Akademisi dan mahasiswa didorong untuk meningkatkan kompetensi serta inovasi berbasis teknologi dengan tetap mengedepankan moral dan etika. Penekanan ini dinilai penting agar pemanfaatan teknologi berjalan sesuai norma yang hidup di masyarakat Indonesia.
Hal tersebut disampaikan Direktorat Jenderal Pembelajaran dan Kemahasiswaan Kementerian Riset, Teknologi, dan Pendidikan Tinggi (Kemenristekdikti), Syahril Caniago, dalam seminar bertajuk “Penerapan Teknologi Untuk Menyiapakan Generasi Muda Dalam Nasional”. Kegiatan itu diselenggarakan Badan Eksekutif Mahasiswa (BEM) Fakultas Teknik Universitas Muhammadiyah Tangerang (UMT) di Aula Pendopo Bupati Kabupaten Tangerang, Sabtu (7/1/2017).

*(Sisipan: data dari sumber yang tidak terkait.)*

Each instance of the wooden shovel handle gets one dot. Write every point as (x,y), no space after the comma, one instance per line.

Syahril menegaskan mahasiswa sebagai calon akademisi perlu membangun cara berpikir positif serta memiliki moral dan etika untuk menghadapi tantangan kompetisi di masa mendatang. Ia juga menyoroti kecenderungan pemanfaatan teknologi yang menurutnya kerap tidak diarahkan pada hal-hal positif.
“Menggunakan teknologi harus sesuai dengan fakta data, tidak bisa sembarangan mengupload informasi yang tidak bertanggungjawab. Kalau kita mau maju ya harus punya etika dan bertanggungjawab,” kata Syahril.

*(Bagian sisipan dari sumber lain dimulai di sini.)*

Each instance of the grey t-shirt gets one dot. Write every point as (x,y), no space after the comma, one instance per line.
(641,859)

Seiring perkembangan teknologi informasi, Syahril menyebut pemerintah melalui Kemenristekdikti menyiapkan langkah agar penggunaan teknologi lebih diarahkan pada hal positif. Salah satunya dengan rencana pemberian kuliah umum kepada mahasiswa di seluruh Indonesia melalui video konferensi yang akan difasilitasi kementerian.
Sementara itu, Ketua Panitia Pelaksana BEM Fakultas Teknik UMT, Trisana Anggoro, mengatakan seminar tersebut diikuti sekitar 250 peserta dari berbagai universitas di Kota Tangerang. Menurutnya, kegiatan itu bertujuan membangun karakter mahasiswa dalam bidang teknologi.
Trisana juga menyampaikan pandangannya terkait penggunaan teknologi di kalangan mahasiswa. Ia menyebut teknologi digunakan untuk media sosial sekitar 20 persen dan untuk pembelajaran buku sekitar 20 persen, sementara sisanya dinilai mengarah pada hal yang kurang baik. Melalui seminar ini, ia berharap ada dorongan lebih kuat dari instansi pendidikan dan tidak terjadi pembiaran.
“Saya yakin anak muda sekarang ini sebenarnya memiliki gagasan dan ide-ide cemerlang bagi kemajuan bangsa ini,” ujarnya.